Method 2: Adaptive Gaussian Thresholding
Adaptive Gaussian thresholding considers the weighted sum of neighbourhood values where the weights are a Gaussian window. This is particularly useful for images with varying lighting conditions. OpenCV’s cv2.adaptiveThreshold() function with cv2.ADAPTIVE_THRESH_GAUSSIAN_C allows this operation, helping to preserve detail in regions with significant luminosity variance.
Here’s an example:
import cv2
import numpy as np
# Read the image in grayscale mode
image = cv2.imread('example_grayscale.jpg', 0)
# Apply the adaptive Gaussian thresholding
gaussian_thresholded = cv2.adaptiveThreshold(image, 255, cv2.ADAPTIVE_THRESH_GAUSSIAN_C,
cv2.THRESH_BINARY, 11, 2)
# Display the result
cv2.imshow('Adaptive Gaussian Thresholded', gaussian_thresholded)
cv2.waitKey(0)
cv2.destroyAllWindows()The output is a binary image where the threshold for each pixel is calculated with a Gaussian-weighted sum of the neighbourhood pixel values.

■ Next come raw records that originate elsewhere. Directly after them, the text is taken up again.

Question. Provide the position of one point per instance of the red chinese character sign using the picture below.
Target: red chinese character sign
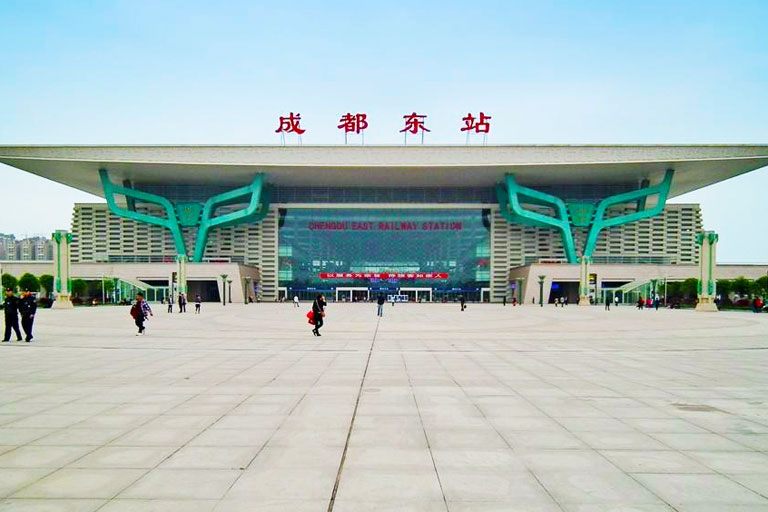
(290, 124)
(477, 125)
(356, 123)
(414, 123)
(384, 275)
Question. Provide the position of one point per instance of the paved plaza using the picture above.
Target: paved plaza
(428, 409)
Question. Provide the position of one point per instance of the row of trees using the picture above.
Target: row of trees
(80, 287)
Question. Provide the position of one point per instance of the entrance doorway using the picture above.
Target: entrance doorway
(417, 294)
(352, 294)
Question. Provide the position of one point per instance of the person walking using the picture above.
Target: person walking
(318, 312)
(182, 303)
(11, 314)
(140, 311)
(27, 308)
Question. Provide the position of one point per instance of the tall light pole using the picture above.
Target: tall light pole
(224, 289)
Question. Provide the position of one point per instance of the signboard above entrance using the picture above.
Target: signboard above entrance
(383, 275)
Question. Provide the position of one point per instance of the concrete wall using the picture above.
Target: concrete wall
(570, 273)
(147, 271)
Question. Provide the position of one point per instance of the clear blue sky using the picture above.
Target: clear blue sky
(148, 72)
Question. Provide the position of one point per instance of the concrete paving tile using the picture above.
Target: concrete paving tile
(389, 506)
(369, 484)
(733, 462)
(308, 436)
(272, 506)
(600, 487)
(33, 505)
(180, 484)
(124, 457)
(81, 483)
(699, 489)
(484, 438)
(145, 436)
(386, 456)
(620, 441)
(42, 456)
(299, 484)
(11, 480)
(79, 437)
(317, 456)
(503, 460)
(490, 484)
(654, 461)
(757, 482)
(138, 505)
(692, 442)
(389, 437)
(18, 436)
(564, 460)
(211, 457)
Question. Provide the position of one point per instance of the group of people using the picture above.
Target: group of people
(182, 302)
(26, 305)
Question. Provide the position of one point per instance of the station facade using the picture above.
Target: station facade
(351, 222)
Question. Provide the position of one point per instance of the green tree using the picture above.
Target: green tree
(690, 288)
(741, 286)
(724, 287)
(79, 287)
(46, 281)
(760, 286)
(9, 282)
(29, 282)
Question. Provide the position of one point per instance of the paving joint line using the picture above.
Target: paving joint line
(332, 501)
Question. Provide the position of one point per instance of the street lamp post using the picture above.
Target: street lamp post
(224, 289)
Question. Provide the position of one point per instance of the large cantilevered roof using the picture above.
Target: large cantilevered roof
(695, 166)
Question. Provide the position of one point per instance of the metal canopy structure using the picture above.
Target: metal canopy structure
(404, 166)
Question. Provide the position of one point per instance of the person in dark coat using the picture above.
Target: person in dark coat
(27, 308)
(11, 314)
(318, 312)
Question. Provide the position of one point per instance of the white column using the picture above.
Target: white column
(62, 278)
(707, 240)
(584, 281)
(181, 273)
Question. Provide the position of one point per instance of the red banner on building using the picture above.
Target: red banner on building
(383, 275)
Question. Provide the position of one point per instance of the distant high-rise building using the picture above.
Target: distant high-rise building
(36, 248)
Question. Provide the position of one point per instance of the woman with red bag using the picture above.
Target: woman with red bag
(318, 312)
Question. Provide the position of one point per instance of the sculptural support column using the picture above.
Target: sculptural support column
(707, 242)
(62, 278)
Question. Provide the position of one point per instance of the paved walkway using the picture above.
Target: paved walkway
(430, 409)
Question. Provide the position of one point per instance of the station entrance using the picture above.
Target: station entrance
(417, 294)
(353, 294)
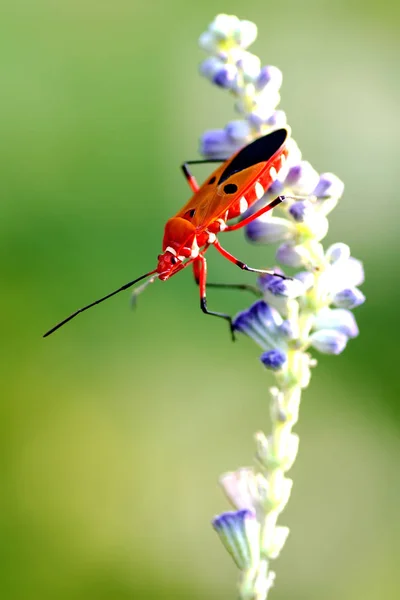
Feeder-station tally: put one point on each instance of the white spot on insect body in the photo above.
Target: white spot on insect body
(243, 205)
(195, 249)
(259, 190)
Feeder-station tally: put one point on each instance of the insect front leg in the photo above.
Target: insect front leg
(257, 214)
(200, 275)
(243, 265)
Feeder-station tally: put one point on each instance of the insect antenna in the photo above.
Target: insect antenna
(141, 289)
(121, 289)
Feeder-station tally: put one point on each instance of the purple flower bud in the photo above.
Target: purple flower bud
(269, 75)
(337, 252)
(277, 119)
(349, 298)
(291, 255)
(273, 359)
(239, 532)
(263, 324)
(300, 210)
(226, 76)
(340, 319)
(328, 186)
(306, 278)
(215, 143)
(345, 274)
(302, 178)
(287, 330)
(268, 230)
(328, 341)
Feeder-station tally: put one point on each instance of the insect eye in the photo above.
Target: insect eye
(230, 188)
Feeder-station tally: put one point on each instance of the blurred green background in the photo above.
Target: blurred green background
(116, 428)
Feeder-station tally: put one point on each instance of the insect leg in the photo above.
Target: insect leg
(191, 178)
(200, 274)
(243, 265)
(257, 214)
(228, 286)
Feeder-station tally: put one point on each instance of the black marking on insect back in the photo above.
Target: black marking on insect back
(261, 150)
(230, 188)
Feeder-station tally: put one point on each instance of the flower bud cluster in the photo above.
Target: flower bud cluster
(310, 311)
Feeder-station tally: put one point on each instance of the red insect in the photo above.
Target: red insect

Similar to the first method, the image is loaded in grayscale. Here, the cv2.ADAPTIVE_THRESH_GAUSSIAN_C parameter instructs the function to use a Gaussian-weighted sum of the neighbours. The block size and constant in the cv2.adaptiveThreshold() remain the same as in Method 1, but now they relate to a Gaussian window.
Bonus One-Liner Method 3: Quick Adaptive Thresholding with OpenCV
For a quick and concise implementation, you can perform adaptive thresholding in Python using a one-liner that reads, applies thresholding, and displays the result. It is a rapid way to prototype and see the effects of adaptive thresholding on an image.
Here’s an example:
cv2.imshow('Quick Adaptive Threshold', cv2.adaptiveThreshold(cv2.imread('example_grayscale.jpg', 0), 255, cv2.ADAPTIVE_THRESH_MEAN_C, cv2.THRESH_BINARY, 11, 2))
cv2.waitKey(0)
cv2.destroyAllWindows()The output will be the same as Method 1: a binary image with mean adaptive thresholding applied.
This approach combines the image reading, the adaptive thresholding process, and the display of the image in single lines, which reduces the code’s length and complexity for quick results or demonstrations.
Summary/Discussion
- Method 1: Adaptive Mean Thresholding. Simple and effective for consistent lighting conditions. Weakness: may fail in complex lighting scenarios.
- Method 2: Adaptive Gaussian Thresholding. Better for varied lighting conditions, and preserves more detail. Weakness: Computationally more intensive than mean thresholding.
- Method 3: One-Liner Quick Adaptive Thresholding. Offers rapid development and testing, with fast visualization. Weakness: Not suitable for production or fine-tuned control.